Updated: Apr 18, 2019

Consider this a Marie Kondo'ing of social media because right now, I want you to go to your Instagram, click on your followers list, and start removing each and every account that isn't sparking joy. I'm talking about the Instagram models, wannabe rappers, spam accounts, businesses that you have no interest in, useless men, inactive accounts, etc.

If the thought of suddenly having hundreds, even thousands, fewer followers makes your chest tight - don't worry, you aren't alone in that. We've all been programmed to base a little bit of our self-worth on the amount of followers we have or the number of likes we get on a photo. We're a generation enslaved by algorithms, insights, and external validation.

But it doesn't have to be that way.

Several weeks ago, after seemingly spontaneously quitting my job, I was riding a "new beginnings" high. Tidying up my social media accounts had been a task on my to do list and in my new state of unemployment, I had the time. I started the task of combing through my list of followers and removing the aforementioned types of accounts. I expected to clear out around 500, but after a ruthless two-hour cleaning session, I clicked back to my page and refreshed. I had actually eliminated a little over three times that amount.

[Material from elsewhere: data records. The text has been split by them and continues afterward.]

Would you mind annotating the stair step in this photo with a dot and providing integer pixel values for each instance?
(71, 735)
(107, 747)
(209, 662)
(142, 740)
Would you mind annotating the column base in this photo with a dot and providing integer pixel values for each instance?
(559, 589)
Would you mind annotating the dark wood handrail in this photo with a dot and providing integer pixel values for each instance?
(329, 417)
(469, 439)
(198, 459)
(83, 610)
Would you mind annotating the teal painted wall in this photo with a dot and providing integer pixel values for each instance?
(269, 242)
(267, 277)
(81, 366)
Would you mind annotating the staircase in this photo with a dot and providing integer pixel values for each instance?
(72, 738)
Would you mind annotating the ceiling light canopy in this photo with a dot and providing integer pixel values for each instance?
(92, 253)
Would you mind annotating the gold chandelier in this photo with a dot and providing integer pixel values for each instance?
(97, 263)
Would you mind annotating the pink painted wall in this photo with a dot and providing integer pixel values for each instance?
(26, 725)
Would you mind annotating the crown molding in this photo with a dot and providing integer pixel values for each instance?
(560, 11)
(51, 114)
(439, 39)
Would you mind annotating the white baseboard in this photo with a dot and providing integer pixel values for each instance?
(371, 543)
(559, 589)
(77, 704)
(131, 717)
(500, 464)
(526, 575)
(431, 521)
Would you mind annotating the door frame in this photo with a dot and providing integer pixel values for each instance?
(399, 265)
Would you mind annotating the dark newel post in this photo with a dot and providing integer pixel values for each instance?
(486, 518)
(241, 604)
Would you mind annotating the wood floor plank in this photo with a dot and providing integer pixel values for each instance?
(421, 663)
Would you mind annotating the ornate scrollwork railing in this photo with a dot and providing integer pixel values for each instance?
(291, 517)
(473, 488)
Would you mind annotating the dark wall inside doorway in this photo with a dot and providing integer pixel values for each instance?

Seeing that I had 1,800 less followers made my stomach drop for a split second, but after the dust had settled, I looked down at my still breathing body. Losing a significant sum of followers hadn't killed me - imagine that. If anything, it may have actually made me feel more alive because suddenly I had reigned in just a little bit more control over social media and the way I allowed it to make me feel.

Since then, I'm learning to share, more so, for myself without worrying about performance. I'm working on fostering real world relationships. I don't feel inclined to stop what I'm doing to post at peak times. I don't feel "less than" someone with more followers than me (because chances are, they have a lot of fake friends too). Instagram has suddenly become a visual, social outlet and is no longer an algorithm game -not because that's what Instagram actually is anymore, but because that's what I choose for it to be.

Admittedly, I still spend more time scrolling than I’d like and I DO get a dopamine rush when someone double taps on a photo of mine (hello, I’m human!) – I’ve learned that not getting caught up in the positive reinforcement trap of followers and engagement is just as important as not allowing social media to make you feel like you aren’t good enough.

So, if you're like the rest of us millennial's with a self-perception that's tangled up in how many followers you have or whether or not people "like" you then do yourself favor and delete your "friends."